Doch kaum im Schlafzimmer der beiden angekommen, übermächtigte ihn wieder dieses unheimliche Gefühl, dass er auch beim ersten mal hatte. Er blickte Linda erneut in die Augen und bemerkte ein komisches Gefühl im Brustkorb. Was schon sehr ungewöhnlich war für einen Dämon ohne Materie. Er betrachtete Linda ruhig, beobachtete wie sie ihr Buch las, sich die brünetten Strähnen aus dem Gesicht strich. Ihm wurde sehr angenehm, ein bisher unbekanntes Gefühl.

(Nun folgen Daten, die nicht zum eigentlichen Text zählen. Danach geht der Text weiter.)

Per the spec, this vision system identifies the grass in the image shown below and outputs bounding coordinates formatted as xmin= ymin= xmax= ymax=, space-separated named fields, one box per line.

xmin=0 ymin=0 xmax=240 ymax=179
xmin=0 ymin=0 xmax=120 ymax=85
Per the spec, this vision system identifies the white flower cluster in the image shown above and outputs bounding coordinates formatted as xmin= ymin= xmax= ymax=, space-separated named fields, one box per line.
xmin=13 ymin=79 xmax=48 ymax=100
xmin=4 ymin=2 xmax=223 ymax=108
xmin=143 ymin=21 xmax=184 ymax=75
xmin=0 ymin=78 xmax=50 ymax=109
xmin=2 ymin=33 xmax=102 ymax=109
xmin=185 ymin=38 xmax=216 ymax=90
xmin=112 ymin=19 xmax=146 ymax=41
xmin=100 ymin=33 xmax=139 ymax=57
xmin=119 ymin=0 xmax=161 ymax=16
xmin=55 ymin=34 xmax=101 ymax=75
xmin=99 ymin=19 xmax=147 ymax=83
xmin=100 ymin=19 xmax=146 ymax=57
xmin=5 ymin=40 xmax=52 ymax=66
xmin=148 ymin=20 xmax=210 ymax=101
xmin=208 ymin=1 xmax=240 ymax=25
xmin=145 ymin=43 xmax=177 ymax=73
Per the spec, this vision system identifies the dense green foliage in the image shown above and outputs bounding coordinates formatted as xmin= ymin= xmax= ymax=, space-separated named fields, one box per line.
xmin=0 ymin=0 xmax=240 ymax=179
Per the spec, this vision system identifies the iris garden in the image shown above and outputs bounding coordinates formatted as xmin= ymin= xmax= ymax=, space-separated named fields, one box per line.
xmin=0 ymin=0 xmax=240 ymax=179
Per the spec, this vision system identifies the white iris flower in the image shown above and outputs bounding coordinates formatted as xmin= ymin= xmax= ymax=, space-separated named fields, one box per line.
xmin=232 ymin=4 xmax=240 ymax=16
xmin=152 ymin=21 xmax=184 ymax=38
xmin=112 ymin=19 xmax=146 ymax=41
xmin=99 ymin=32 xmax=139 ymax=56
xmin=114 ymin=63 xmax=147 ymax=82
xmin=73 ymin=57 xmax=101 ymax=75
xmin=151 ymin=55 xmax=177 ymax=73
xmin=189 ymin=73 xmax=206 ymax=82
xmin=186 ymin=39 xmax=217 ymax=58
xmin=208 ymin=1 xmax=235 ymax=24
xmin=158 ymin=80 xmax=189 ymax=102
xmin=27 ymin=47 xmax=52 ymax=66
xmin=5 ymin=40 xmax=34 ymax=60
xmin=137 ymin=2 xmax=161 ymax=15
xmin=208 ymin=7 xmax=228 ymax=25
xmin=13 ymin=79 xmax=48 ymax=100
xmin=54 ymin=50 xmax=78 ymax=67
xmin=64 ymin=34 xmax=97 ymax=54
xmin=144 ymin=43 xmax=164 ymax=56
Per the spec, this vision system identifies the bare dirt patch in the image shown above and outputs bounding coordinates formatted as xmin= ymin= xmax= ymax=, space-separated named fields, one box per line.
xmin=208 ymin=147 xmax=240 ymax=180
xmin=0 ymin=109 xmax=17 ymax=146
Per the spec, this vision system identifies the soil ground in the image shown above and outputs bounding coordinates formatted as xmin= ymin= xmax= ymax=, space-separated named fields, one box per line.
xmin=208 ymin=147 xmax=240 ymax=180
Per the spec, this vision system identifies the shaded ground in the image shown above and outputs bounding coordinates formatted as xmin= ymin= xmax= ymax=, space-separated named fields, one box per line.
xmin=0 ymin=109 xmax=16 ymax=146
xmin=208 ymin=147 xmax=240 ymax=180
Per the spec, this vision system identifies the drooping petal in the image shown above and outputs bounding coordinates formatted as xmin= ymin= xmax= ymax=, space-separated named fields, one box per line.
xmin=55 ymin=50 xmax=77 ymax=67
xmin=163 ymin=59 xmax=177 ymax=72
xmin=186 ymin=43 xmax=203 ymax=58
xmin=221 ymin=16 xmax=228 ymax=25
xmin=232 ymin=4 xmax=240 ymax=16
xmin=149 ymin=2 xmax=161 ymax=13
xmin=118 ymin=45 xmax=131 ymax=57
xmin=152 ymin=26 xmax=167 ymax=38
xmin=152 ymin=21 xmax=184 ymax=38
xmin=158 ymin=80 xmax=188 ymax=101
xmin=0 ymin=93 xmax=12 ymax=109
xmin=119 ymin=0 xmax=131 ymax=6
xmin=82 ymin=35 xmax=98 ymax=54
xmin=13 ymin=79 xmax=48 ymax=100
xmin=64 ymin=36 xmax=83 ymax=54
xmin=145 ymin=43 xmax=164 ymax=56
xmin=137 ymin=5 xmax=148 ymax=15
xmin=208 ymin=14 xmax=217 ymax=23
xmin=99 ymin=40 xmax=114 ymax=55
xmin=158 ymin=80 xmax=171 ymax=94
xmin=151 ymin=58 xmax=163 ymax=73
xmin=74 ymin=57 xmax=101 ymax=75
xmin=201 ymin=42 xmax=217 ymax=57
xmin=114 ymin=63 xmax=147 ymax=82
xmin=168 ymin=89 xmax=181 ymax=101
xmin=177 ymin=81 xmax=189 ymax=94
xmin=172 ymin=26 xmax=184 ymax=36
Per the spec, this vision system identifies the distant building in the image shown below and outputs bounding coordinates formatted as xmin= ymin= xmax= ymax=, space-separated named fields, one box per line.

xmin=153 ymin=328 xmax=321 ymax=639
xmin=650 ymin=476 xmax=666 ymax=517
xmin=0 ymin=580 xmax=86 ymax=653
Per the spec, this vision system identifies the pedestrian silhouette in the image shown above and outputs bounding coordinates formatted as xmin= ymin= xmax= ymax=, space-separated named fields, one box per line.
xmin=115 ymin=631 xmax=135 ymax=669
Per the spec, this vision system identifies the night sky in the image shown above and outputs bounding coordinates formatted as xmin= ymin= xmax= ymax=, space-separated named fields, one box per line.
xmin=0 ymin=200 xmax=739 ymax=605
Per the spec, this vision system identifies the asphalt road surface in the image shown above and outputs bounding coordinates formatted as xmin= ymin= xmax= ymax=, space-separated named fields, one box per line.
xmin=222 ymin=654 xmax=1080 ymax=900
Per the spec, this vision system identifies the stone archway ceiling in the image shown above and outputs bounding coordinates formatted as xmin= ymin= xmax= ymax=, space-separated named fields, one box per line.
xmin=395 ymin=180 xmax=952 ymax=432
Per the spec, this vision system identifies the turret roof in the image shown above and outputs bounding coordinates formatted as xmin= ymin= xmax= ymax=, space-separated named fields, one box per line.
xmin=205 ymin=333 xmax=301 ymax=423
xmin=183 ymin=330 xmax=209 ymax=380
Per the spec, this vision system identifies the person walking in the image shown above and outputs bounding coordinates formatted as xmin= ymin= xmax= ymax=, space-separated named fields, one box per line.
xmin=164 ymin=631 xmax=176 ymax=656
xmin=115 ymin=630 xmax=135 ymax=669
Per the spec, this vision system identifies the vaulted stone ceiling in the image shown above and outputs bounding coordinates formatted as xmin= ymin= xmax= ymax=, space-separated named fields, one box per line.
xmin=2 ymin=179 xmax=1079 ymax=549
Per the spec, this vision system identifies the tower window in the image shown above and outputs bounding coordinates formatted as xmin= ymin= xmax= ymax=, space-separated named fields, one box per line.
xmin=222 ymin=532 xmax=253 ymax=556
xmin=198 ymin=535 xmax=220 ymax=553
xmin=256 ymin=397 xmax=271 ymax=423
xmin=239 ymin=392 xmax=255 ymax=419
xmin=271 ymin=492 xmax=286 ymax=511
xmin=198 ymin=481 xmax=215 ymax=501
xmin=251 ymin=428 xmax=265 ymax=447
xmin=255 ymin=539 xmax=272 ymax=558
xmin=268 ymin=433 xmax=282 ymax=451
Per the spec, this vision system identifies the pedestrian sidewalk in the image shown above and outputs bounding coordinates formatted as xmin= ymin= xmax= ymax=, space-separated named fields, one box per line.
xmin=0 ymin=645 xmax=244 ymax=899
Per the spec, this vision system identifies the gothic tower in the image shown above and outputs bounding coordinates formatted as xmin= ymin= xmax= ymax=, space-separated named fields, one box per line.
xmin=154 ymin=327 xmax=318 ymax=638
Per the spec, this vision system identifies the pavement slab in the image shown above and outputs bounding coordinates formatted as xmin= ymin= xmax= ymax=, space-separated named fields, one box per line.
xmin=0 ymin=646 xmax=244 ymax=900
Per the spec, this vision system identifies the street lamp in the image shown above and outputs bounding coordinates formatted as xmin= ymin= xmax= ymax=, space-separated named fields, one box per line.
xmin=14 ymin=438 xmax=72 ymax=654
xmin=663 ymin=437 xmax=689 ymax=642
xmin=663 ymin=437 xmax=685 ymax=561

Und dann begriff er. Er hatte sich zum ersten mal in eines seiner Opfer verliebt. War es deswegen Dämonen verboten, Menschen in die Augen zu blicken? War es diese Liebe auf den ersten Blick, von denen diese Menschen immer sprachen? War es nicht dieses sinnlose Hirngespinst, welches Menschen willenlos machte und ihnen jeglichen klaren Verstand raubte? War es nicht das, was sein Boss genau vernichten wollte? Warum um alles in der Welt passierte ihm das? Er war doch Dämon im Auftrag, alle Liebe auf der Erde zu töten.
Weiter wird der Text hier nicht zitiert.